Congratulations to Elena, on the publication of her paper ‘Constrained evolution of a bispecific enzyme: lessons for biocatalyst design’ in Organic and Biomolecular Chemistry. In this work we investigate the impact of intramolecular epistasis on the evolution of atrazine-specific and atrazine/ametryn bispecific triazine hydrolyses (TrzN). Results show that many of the evolutionary trajectories linking the mono-functional and bispecific isoforms are unviable due to inactive intermediates, with the epistatic interactions between mutations being responsible for the bottlenecks in the evolutionary landscape. This work will help guide future work in the design of biocatalysts. 493694C4-05AE-4AEC-ACA9-F9205CC2566F

New publications

Congratulations to Ben, Jason, Josh and Will who have recently contributed work to a book entitled ‘Synthetic Protein Switches: Methods and Protocols”. The two chapters describe the protocols that they have developed for creating a range of FRET sensors, including the use of ancestral protein reconstruction, circular permutation and computational modelling. Well done guys!

New Publication

Congratulations to Elena on the publication of her review entitled ‘The evolution of new catalytic mechanisms for xenobiotic hydrolysis in bacterial metalloenzymes’ in Australian Journal of Chemistry. This work was done with collaborators at CSIRO.
In this work, we surveyed the range of xenobiotic-degrading metalloenzymes, and discuss the molecular and catalytic basis for the development of new activities.
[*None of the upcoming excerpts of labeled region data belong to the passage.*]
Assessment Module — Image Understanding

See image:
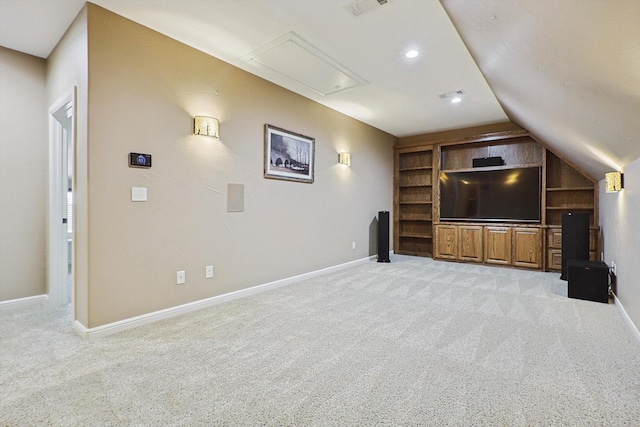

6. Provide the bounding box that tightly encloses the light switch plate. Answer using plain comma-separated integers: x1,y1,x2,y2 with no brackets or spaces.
176,270,187,285
131,187,147,202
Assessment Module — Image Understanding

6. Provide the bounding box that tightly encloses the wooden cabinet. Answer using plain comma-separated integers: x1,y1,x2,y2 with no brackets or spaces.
484,227,512,265
434,224,543,269
458,225,483,262
393,147,433,256
435,225,458,260
393,130,600,270
513,228,542,269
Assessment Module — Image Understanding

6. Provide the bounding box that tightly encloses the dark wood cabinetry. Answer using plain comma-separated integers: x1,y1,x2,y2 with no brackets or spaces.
394,131,599,271
393,147,433,256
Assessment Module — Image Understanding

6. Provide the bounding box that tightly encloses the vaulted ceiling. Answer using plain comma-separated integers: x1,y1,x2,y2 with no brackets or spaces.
0,0,640,179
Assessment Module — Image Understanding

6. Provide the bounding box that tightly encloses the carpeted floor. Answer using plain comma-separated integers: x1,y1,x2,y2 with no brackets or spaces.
0,256,640,426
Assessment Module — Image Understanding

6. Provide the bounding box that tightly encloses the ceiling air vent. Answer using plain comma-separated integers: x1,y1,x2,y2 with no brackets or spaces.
344,0,389,17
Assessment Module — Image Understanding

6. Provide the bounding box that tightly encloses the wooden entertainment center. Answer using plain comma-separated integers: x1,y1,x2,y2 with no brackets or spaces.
393,130,600,271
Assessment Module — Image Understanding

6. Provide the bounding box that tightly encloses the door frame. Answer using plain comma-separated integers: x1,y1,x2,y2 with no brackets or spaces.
47,87,77,308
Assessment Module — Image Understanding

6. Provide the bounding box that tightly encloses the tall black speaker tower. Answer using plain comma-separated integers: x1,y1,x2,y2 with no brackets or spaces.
378,211,391,262
560,212,589,280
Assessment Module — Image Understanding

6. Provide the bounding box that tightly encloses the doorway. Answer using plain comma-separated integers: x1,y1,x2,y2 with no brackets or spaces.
47,90,75,306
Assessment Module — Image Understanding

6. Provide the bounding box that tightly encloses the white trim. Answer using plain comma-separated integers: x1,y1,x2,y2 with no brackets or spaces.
612,292,640,341
0,294,49,311
73,256,377,339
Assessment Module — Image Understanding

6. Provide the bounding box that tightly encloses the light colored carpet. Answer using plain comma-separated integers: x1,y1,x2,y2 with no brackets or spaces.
0,256,640,426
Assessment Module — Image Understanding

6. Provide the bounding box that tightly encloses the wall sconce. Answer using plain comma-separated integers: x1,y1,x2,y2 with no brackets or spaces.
604,172,624,193
193,116,220,138
338,153,351,167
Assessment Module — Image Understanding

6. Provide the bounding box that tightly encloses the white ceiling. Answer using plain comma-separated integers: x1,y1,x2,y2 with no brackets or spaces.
0,0,640,178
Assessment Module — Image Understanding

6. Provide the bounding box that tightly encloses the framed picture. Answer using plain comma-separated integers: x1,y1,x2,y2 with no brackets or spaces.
264,125,316,183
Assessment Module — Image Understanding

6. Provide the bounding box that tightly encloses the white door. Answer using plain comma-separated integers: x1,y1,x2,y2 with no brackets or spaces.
47,94,74,306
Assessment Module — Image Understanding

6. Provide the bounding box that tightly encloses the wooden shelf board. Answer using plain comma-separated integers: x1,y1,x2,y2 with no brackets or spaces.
398,201,433,205
397,250,433,258
399,233,433,239
547,187,593,191
546,205,594,211
398,166,433,172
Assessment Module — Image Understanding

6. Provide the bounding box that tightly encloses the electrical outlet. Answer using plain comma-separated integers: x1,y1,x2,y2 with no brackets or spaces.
176,270,187,285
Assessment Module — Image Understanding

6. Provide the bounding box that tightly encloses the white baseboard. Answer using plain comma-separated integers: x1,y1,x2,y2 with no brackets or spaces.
73,256,377,339
613,293,640,341
0,294,49,310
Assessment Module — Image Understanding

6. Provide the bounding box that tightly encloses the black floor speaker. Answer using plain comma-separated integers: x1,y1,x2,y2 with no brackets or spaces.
560,212,589,280
567,260,609,303
378,211,391,262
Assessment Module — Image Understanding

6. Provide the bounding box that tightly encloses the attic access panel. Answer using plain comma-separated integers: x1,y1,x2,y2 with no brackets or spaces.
244,32,367,95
We also highlight how our increased understanding of the natural evolution of xenobiotic-degrading metalloenzymes can be been applied to laboratory enzyme design.
elena review

New Publication

Ben and Colin have recently contributed to a paper entitled ‘Structural reconstruction of protein ancestry’ in PNAS. In this work done with Daniel Christ’s group and other collaborators, laboratory evolution and X-ray crystallography were used to recreate and characterise homodimeric forms of antigen receptors. The findings of this work provide molecular insights and support of long-held theories concerning the evolution of the adaptive immune system. They also provide a blueprint for the experimental reconstruction of ancestral proteins in the large number of cases in which evolution has obscured sequence similarities beyond recognition, and which cannot be analyzed using current sequence-based approaches.